Seeing sketchy people around campus, blood in the bathrooms, and getting yelled at for not bumming a cigarette is not an uncommon occurrence at Seattle Central. It is part of what makes Capitol Hill an interesting and diverse place (minus the blood — that’s nasty). However, Seattle Central in recent weeks has upped security and taken measures to prevent truly criminal incidents on campus. A robbery at gunpoint in neighboring Cal Anderson Park precluded a decision to step up security to operate 24/7, and a recent drunken scuffle by the Performance Hall has likely sharpened security’s eyes to that of an eagle.
These may seem like new developments but in actuality is only a small part in a long history of security concerns. “Recently, a scuffle involving a security guard and a homeless person who wandered onto campus occurred near an elevator. Another fight, between two men, occurred at the south rear entrance of the first floor, near the daycare center. These kinds of incidences can only be avoided by increasing security staff,” says a City Collegian article from 1994. The article entitled “Security Increase Urgently Needed” discusses the campuses lack of budget in hiring security and need for a stronger presence. It ran next to an article about gun control after the suicide of Kurt Cobain.

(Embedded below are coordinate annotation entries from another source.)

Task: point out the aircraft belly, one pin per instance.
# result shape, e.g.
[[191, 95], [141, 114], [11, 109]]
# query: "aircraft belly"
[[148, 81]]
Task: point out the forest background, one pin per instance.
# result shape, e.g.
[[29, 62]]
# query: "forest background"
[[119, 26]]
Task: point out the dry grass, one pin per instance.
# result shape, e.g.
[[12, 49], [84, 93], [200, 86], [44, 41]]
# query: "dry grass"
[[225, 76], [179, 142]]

Today we see that security issues are still a point of contention and debate on campus but numbers of criminal incidents have remained relatively steady in the last few years and in some cases actually been reduced. A security report released yesterday by M. Elman McClain, Director of Safety and Security for SCCC, states the following stats for the 2011, 2010, and 2009 years.
- Aggravated Assault – 2 (2011), 1 (2010), and 2 (2009);
- Burglary – One attempted, and one forcible (2011), three forcible burglaries and no attempted (2010), and two forcible burglaries, no attempted (2009);
- Larceny (theft) – 29 (2011), 43 (2010), and 42 (2009);
- Vandalism – 2 (2011), 3 (2010), and 2 (2009);
- Simple Assault – 4 (2011), 3 (2010), and 3 for 2009;
- Liquor Law Arrests – 53(2011), 50 (2010), and 53 (2009);
- Drug Law Arrests– 3 (2011), 2 (2010), and 3 (2009).
McClain notes in a previous email blast sent September 26th that, “with the start of another school year, we are already finding an increase in illegal activities in our north and south restrooms (both Women and Men). We do not have a specific time that the activity is happening, like last year we will be securing the outer restrooms (north and south) at 7:30 pm and unlocking them by 7:00 am. The central restrooms near the elevators will remain unlocked and open for use during the night.”
The main men’s bathroom in the Broadway Performance Hall is frequently locked within these open hours; I cannot vouch for the women’s bathroom.
McClain in the email containing the stats encourages the public to be vigilant, “when you leave your office or classrooms please make sure that the doors are closed and locked. Leaving the areas unattended is an open invitation for something to occur. Secure your valuables. Lock purses and other items in desk or file cabinet drawers (out of sight/out of mind!)”
A 1976 article from The City Collegian, entitled “Campus Crime on Increase” echoes a nearly identical sentiment. “Advice to faculty and staff is to keep purses locked up in a desk, file cabinet, or storage cabinet,” says the unnamed article. The article leads with: “Students should be warned that there is an increased amount of theft at SCCC lately…Last week personal items were stolen from several offices.”
“I’d like more security officers on patrol around the campus as a whole. At budget time every year, I ask for more officers and I’m again denied,” says Robert Brown, Supervisor of Campus Security in the 1994 Collegian article.
After nearly two decades Seattle Central has decided it is time to increase the security. “They (the public) don’t realize the enormity of the area security has to patrol,” says Larri Sims, ASC President in the 94’ article. New City Collegian has heard that new security officers have been hired on but this has not been confirmed, however this seems likely given the expanded hours of operation for security.
Elman in closing says, “I am asking for the College community’s assistance, if you see any suspicious activity or persons wandering the building please contact the Public Safety Office at extension 5442 or 206.934.5442. An officer will respond and check out the situation.”
We will provide updates on campus security as they become available. Also, will post pictures of old Collegian articles after some technical issues are sussed out.